The optic nerve is the eye's data cable, carrying visual information from the light-sensing neurons of the retina to the brain. Like a bundle of wires, it consists of about a million axons that each extend from an individual retinal ganglion cell. A variety of optic neuropathies, such as glaucoma, cause vision loss when they destroy or damage these axons. In adults, retinal ganglion cell axons fail to regrow on their own, which is why vision loss from optic neuropathies is usually permanent.
Reconnecting neurons in the visual system is one of the biggest challenges to developing regenerative therapies for blinding eye diseases like glaucoma. A study in mice funded by the National Institutes of Health (NIH) shows for the first time that high-contrast visual stimulation can help damaged retinal neurons regrow optic nerve fibers, otherwise known as retinal ganglion cell axons.
‘High-contrast visual stimulation can help damaged retinal neurons regrow optic nerve fibers, otherwise known as retinal ganglion cell axons.’
In combination with chemically induced neural stimulation, axons grew further than in strategies tried previously. Treated mice partially regained visual function. The study also demonstrates that adult regenerated central nervous system (CNS) axons are capable of navigating to correct targets in the brain. The research was funded through the National Eye Institute (NEI), a part of NIH.
NEI Director Paul A. Sieving said, "This research shows that mammals have a greater capacity for central nervous system regeneration than previously known."
The researchers induced optic nerve damage in mice using forceps to crush the optic nerve of one eye just behind the eyeball. The mice were then placed in a chamber several hours a day for three weeks where they viewed high-contrast images-essentially changing patterns of black lines. The mice had modest but significant axonal regrowth compared to control mice that did not receive the high-contrast visual stimulation.
Prior work by the scientists showed that increasing activity of protein called mTOR promoted optic nerve regeneration. And so they wondered if combining visual stimulation with increased mTOR activity might have a synergistic effect. Two weeks prior to nerve crush, the scientists used gene therapy to cause the retinal ganglion cells to overexpress mTOR. Optic nerve crush was performed and mice were exposed to high-contrast visual stimulation daily. After three weeks, the scientists saw more extensive regeneration, with axons growing through the optic nerve as far as the optic chiasm, a distance from the eye of about six millimeters.

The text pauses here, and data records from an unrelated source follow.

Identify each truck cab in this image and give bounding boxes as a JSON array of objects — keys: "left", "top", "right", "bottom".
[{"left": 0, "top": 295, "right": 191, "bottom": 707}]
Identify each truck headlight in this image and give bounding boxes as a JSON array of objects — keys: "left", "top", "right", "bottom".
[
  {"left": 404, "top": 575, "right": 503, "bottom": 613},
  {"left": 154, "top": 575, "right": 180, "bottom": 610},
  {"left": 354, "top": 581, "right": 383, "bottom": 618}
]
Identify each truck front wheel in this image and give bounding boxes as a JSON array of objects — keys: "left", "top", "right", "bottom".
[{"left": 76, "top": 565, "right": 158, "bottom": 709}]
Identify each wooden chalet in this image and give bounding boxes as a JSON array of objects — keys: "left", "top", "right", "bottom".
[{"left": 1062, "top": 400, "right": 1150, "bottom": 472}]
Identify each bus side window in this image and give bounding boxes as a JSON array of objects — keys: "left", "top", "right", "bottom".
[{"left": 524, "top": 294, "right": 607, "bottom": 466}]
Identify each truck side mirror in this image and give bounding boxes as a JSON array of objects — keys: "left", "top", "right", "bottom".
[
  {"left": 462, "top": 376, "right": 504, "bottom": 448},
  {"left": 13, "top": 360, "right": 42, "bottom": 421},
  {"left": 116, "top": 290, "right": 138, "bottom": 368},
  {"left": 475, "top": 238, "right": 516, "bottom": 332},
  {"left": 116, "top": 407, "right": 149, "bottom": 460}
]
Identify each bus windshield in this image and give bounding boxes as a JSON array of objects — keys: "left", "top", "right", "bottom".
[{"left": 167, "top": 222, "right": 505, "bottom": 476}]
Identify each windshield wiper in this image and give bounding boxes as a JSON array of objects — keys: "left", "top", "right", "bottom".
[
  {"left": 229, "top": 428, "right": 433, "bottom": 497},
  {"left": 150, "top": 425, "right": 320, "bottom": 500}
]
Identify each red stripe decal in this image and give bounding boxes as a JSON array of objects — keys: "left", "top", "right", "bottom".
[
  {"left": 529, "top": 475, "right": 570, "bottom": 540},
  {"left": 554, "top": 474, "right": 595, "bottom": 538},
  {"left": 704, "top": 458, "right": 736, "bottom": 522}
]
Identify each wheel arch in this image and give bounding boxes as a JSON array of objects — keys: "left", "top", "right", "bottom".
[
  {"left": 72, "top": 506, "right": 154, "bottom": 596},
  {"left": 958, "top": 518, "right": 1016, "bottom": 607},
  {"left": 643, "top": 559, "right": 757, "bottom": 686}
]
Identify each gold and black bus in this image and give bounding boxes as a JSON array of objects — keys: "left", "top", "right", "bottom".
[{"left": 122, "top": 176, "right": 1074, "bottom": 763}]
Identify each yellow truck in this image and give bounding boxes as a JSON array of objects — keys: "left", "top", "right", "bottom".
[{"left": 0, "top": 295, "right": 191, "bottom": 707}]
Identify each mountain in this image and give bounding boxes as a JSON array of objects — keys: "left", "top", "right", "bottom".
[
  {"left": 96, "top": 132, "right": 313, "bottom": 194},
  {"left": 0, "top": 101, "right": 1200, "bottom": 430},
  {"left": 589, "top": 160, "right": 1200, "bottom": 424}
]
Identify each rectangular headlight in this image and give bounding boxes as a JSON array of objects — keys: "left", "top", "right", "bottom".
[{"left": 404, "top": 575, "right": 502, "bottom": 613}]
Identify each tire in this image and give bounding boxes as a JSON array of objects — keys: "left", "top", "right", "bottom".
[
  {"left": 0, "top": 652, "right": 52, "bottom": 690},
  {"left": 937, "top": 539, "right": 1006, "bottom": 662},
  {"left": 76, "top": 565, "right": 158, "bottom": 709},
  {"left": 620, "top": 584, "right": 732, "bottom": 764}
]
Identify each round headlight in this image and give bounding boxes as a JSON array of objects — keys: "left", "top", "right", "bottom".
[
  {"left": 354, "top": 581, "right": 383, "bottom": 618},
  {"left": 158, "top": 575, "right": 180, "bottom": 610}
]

Encouraged by these results, the researchers again increased mTOR activity but then forced mice to use the treated eye during visual stimulation by suturing shut the good eye. This combined approach of increasing mTOR activity with intense visual stimulation promoted regeneration down the full length of the optic nerve and into various visual centers of the brain.
"We saw the most remarkable growth when we closed the good eye, forcing the mice to look through the injured eye," said Andrew Huberman, associate professor, Stanford University School of Medicine's department of neurobiology, and lead author of the report, published online today in Nature Neuroscience
. In three weeks, the axons grew as much as 12 millimeters, a rate about 500 times faster than untreated CNS axons.
The regenerating axons also navigated to the correct brain regions, a finding that Huberman said sheds light on a pivotal question in regenerative medicine, "If a nerve cell can regenerate, does it wander or does it recapitulate its developmental program and find its way back to the correct brain areas?"
Using transgenic mouse lines designed to express fluorescent proteins only in specific retinal ganglion cell subtypes (about 30 exist), the investigators traced where regenerating axons went. "The two types of retinal ganglion cells that we looked melanopsin cells-seemed fully capable of navigating back to correct locations in the brain, plugging in and forming synapses," said Huberman. "And just as interesting, they didn't go to the wrong places." Fluorescent axons appeared in brain regions where melanopsin cells would be expected but were absent in other regions.
Visual function was partially restored in animals that received visual/mTOR combination therapy. The investigators used four tests to assess four types of visual perception: ability to track moving objects, pupillary reflex, depth perception, and ability to detect an overhead predator-a stimulus that normally causes mice to freeze or flee for cover. Mice treated with combination therapy performed significantly better than untreated mice in two of the four tests.
"This study's striking finding that activity promotes nerve regrowth holds great promise for therapies aimed at degenerative retinal diseases," noted Thomas Greenwell, NEI program director for retinal neuroscience research. Greenwell said the research has great relevance to the NEI Audacious Goals Initiative (AGI), a sustained effort to develop regenerative medicine for retinal diseases.
For future therapies that preserve optic nerve axons, Huberman envisions the development of filters for virtual reality video games, television programs, or eyeglasses designed to deliver regeneration-inducing visual stimulation. A drawback of the optic nerve crush model is that it does not mimic typical blinding diseases or injuries. The investigators are therefore currently examining the effect of intense visual stimulation in a mouse glaucoma model. Going forward, they are homing in on the specific qualities of visual stimulation that drive retinal regeneration.